…мальчик идет,
атрибутируя полет…
Тавтология
(стихотворение о летящей стреле)
Разумеется, можно объявить о рождении языка НОВОЙ ПОЭЗИИ, о новом литературном языке и др., тем более преодолеть стереотипы, вчитаться довольно просто. Хорошо, но в этом случае новая поэзия или новая литература должна стоять сама по себе, не опираясь на костыли, да и вообще заявить о себе не только драгомощно, но и действительно гораздо мощнее, чем ныне.
Многие обращали внимание на дисгармоничность системы образов Елены Шварц, наличие в ней будто бы эрзацев. Конечно, автор имеет право создавать собственный мир, однако, к сожалению, старые связи между вещами остаются, что и вызывает чувства несовместимости и противоестественности. Подобное уже вследствие статистических разбросов можно встретить в самых различных текстах. Хуже, если это затрагивает заголовки. В первой строчке стихотворения Драгомощенко говорит об "Агонии лучистой кости в шипящем снеге". Кость вряд ли соответствует свойствам луча, мало кому придет в голову возможность лучистости кости самой по себе, в состоянии агонии кость находиться не может, а намек на неправильное написание словосочетания "лучевая кость" чрезвычайно правдоподобен. Может даже возникнуть мысль об ушибе руки: де прохожий поскользнулся на заснеженной тропе, упал и барахтается… После первой строчки нет тире, а потому с изогнутым по ветру кустом полыни кость не отождествляется, название "Кухонная элегия" неизбежно вызывает ассоциацию с варкой суповой кости, а накладка разных противоречивых картинок и вызывает синдром пресловутого мехового пирожного. В той же элегии мы имеем: "Чай жил птенцом в узорной клетке чашки…" Гм… Так, разве этот узор клетчат? И долго ли "птенец" там жил, пока не испарился? Или бедного птенца выпили? А лишних вопросов и быть не должно. Итак: чай – птенец. Невольно вспоминаются куриные яйца-болтыши с пленниками-трупиками и покрытые слизью воробьиные птенчики, выпавшие из гнезда на асфальт. Такова ныне чайная церемония! Многое зачеркнулось в приведенном произведении. Не нужно наливать в фарфор крепкий/слабый чай и проверять, будут ли на его поверхности отражения окна, неба, прочей виденности. Якобы в оправе чая-птенца, а скорее – все же краев чашки… Во всяком случае, упомянутого в стихотворении шипа кизила там точно не будет, как проблемы изгнания (?) звезды из "уравнений света" (а была она там когда?). И воззвание к бушующему потоку сознания курильщика-чаепитца, и хитрый эпиграф "Догадайся, кто прислал тебе эту открытку!", и посвящение Майклу Молнару (исследователю текстов Фрейда) положения не меняют. Возражений автоматизму письма нет, но подобный метод требует особого тематического упора.

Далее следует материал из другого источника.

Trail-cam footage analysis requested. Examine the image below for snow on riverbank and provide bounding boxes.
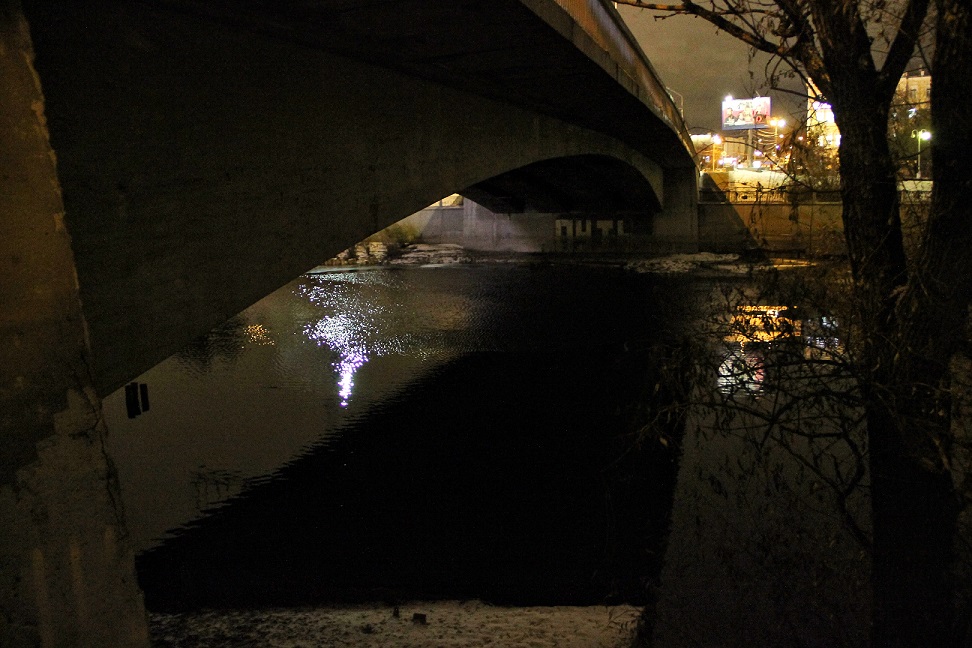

Если читается, как поется, и песня летит в самый зенит, то вообще наплевать на все смысловые неправильности, никому не придет в голову заниматься пустым анализом уже по другой причине.

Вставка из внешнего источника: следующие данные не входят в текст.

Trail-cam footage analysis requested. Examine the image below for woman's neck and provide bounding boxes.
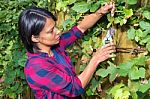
[33,46,53,57]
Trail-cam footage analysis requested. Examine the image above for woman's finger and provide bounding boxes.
[101,43,115,49]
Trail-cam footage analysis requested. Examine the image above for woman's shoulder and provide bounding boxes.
[25,52,56,69]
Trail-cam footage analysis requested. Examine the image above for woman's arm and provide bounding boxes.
[77,2,115,33]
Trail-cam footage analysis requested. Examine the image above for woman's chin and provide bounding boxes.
[55,40,60,44]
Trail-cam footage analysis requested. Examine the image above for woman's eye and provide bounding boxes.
[47,29,53,34]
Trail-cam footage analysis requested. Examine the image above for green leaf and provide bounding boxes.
[0,11,7,19]
[96,69,108,77]
[139,79,150,93]
[90,78,101,92]
[143,11,150,20]
[72,2,90,13]
[134,56,146,66]
[146,42,150,52]
[114,89,123,99]
[3,88,13,95]
[127,0,137,5]
[107,64,116,74]
[129,67,145,80]
[16,87,24,94]
[109,83,125,95]
[118,61,134,69]
[90,1,101,12]
[56,1,68,11]
[139,35,150,45]
[128,80,140,92]
[137,67,145,78]
[136,29,143,38]
[109,69,117,82]
[121,90,130,99]
[4,77,15,85]
[139,21,150,30]
[68,0,76,4]
[10,83,19,91]
[123,9,133,18]
[140,29,150,38]
[0,24,12,31]
[131,92,138,99]
[114,17,122,24]
[109,83,130,99]
[127,27,136,40]
[63,19,72,30]
[118,68,129,77]
[86,89,94,96]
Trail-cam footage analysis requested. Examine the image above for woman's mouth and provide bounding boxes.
[57,36,60,41]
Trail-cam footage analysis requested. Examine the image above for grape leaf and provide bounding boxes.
[127,0,137,5]
[96,68,108,77]
[72,2,90,13]
[139,79,150,93]
[139,21,150,30]
[127,27,135,40]
[143,11,150,20]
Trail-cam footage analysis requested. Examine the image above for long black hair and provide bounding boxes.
[18,6,57,53]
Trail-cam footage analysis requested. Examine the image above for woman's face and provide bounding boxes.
[37,18,60,47]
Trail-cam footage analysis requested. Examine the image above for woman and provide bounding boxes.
[18,2,116,99]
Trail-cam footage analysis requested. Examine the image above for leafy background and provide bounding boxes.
[0,0,150,99]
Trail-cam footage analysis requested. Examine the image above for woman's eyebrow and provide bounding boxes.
[46,27,54,33]
[46,23,56,33]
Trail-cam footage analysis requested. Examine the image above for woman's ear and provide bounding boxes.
[31,35,39,43]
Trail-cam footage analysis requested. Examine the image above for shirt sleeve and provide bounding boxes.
[25,58,84,97]
[59,26,84,51]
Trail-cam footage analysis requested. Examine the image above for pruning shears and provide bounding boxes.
[103,0,116,45]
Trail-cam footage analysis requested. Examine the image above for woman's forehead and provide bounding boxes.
[44,18,56,30]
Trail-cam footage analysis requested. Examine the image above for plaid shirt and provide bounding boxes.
[24,26,85,99]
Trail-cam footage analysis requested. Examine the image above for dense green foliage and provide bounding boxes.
[0,0,150,98]
[0,0,50,98]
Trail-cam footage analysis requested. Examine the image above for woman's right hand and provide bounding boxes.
[92,43,116,65]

Поражает чудачеством фраза из очередной элегии:
Сны
Языка огромны.
В отличие от круга Драгомощенко, большинство людей не подвинуты на вопросах языкознания! Для них язык как анатомический орган – нечто более живое и реальное, чем абстракция. И конечно, приведенная фраза указывает в первую очередь на него, что и вызывает комический эффект.
Употребленное в "Китайском солнце" слово "подкрылья" (применительно к насекомым, не автомобилям!) совсем не звучит, будь это хоть только образ. Правда, бывают варианты хуже: Александру Кушнеру не дадут и Шнобелевской премии за то, что он отнес тысячелистник к семейству зонтичных.

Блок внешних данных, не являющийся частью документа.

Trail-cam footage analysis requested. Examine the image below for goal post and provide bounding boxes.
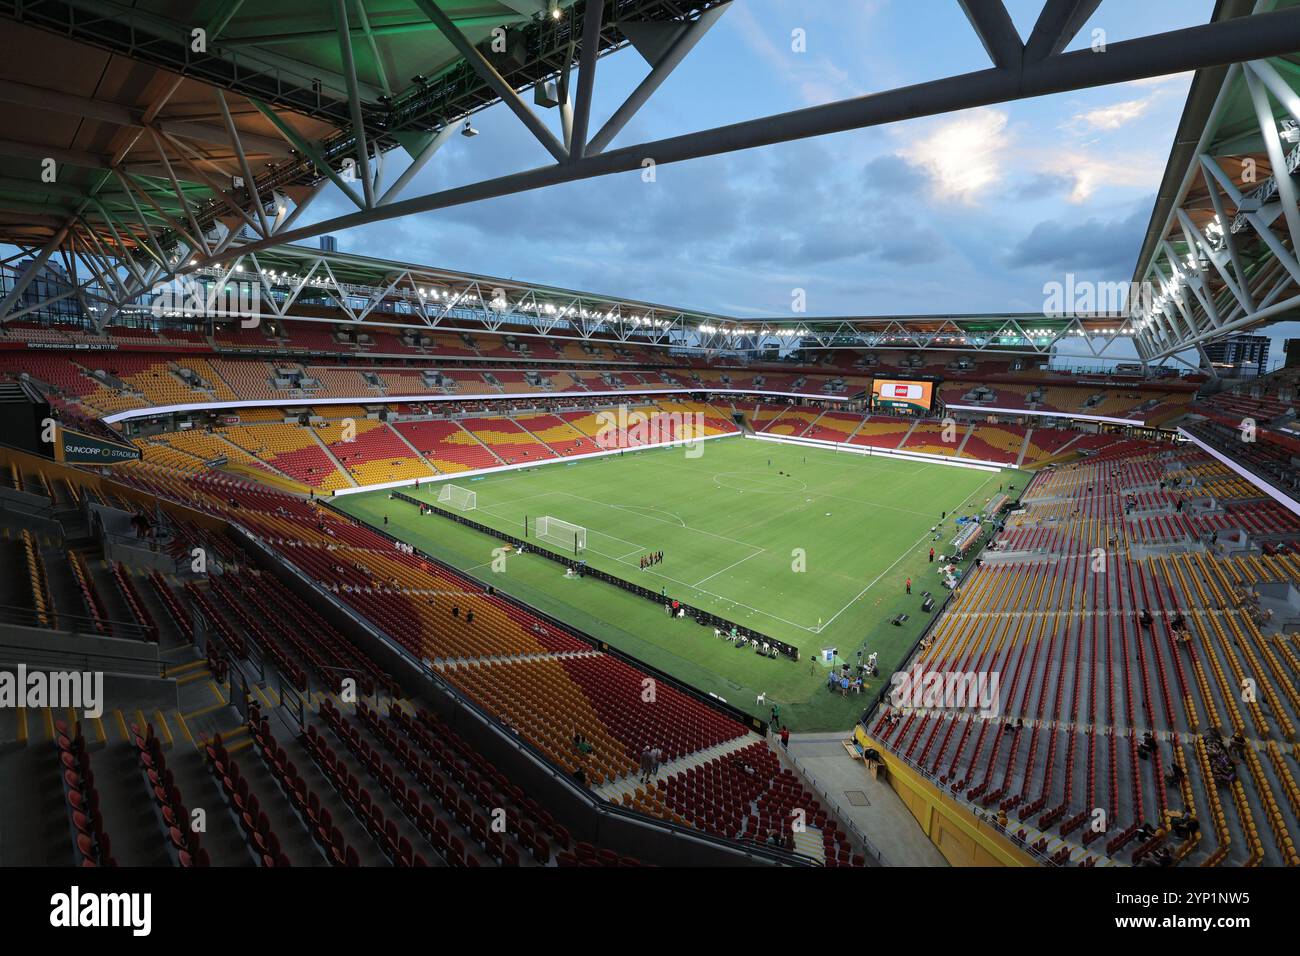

Еще один пример из "Солнца": "Как сделать так, чтобы никто не умирал? Изобретение элемента под номером «Х»". Вроде бы простое слово "элемент" здесь оказывается покрытым контекстуальной мерзостью, поскольку неизбежно перекликается с абсолютно неуместным термином "новый химический элемент". Хе-хе! Последний может быть только сверхтяжелым. Радиоактивным. Существующим миллионную долю секунды и пр.
"Пространство между сознанием и телом остается культуре, четкам" ("Кит. солнце"). Какой бы образ здесь ни использовался, это величайший гносеологический ляп, недопустимая гуманитарщина – опять к вопросу о Драгомощенко-мыслителе. И парафизиология восточного типа не даст здесь индульгенции. А вот к философским прозрениям Александра Введенского я бы не стал придираться. Он жил задолго до "информационного взрыва" и необходимых переоценок ценностей, оставаясь достаточно скупым на высказывания.
Написания мягкого знака в окончаниях существительных среднего рода ("явленьи", "тленьи", "прослушиваньи", "бессильем" и др.) выдают частый контакт с переводными виршами. Возможно, это связано и с географией первых лет жизни. Например, Драгомощенко говорил всегда с неким белорусско-североукраинским акцентом: "чАсы" вместо "чИсы", "Язык" вместо "Езык" и конечно "заЯц" вместо нормативнейшего "заЕц". Иногда он обзывал себя южанином, но остатков южно-украинской мовы у него никогда не чувствовалось. Нечто совдружбонародно-гарнизонное – да! Имел честь родиться в Потсдаме.
"На экране плыло облако, которое плыло за окном, проплывавшим по стеариновой плоскости стекла, коснеющего стеариновой плоскостью в пределах допущения перемещением проекции". Ш – Щ – Щ – Щ! Плюс ломаный язык. А был приятный посыл! Аромат Роб-Грийе в предполагаемой, но далекой бесконечности!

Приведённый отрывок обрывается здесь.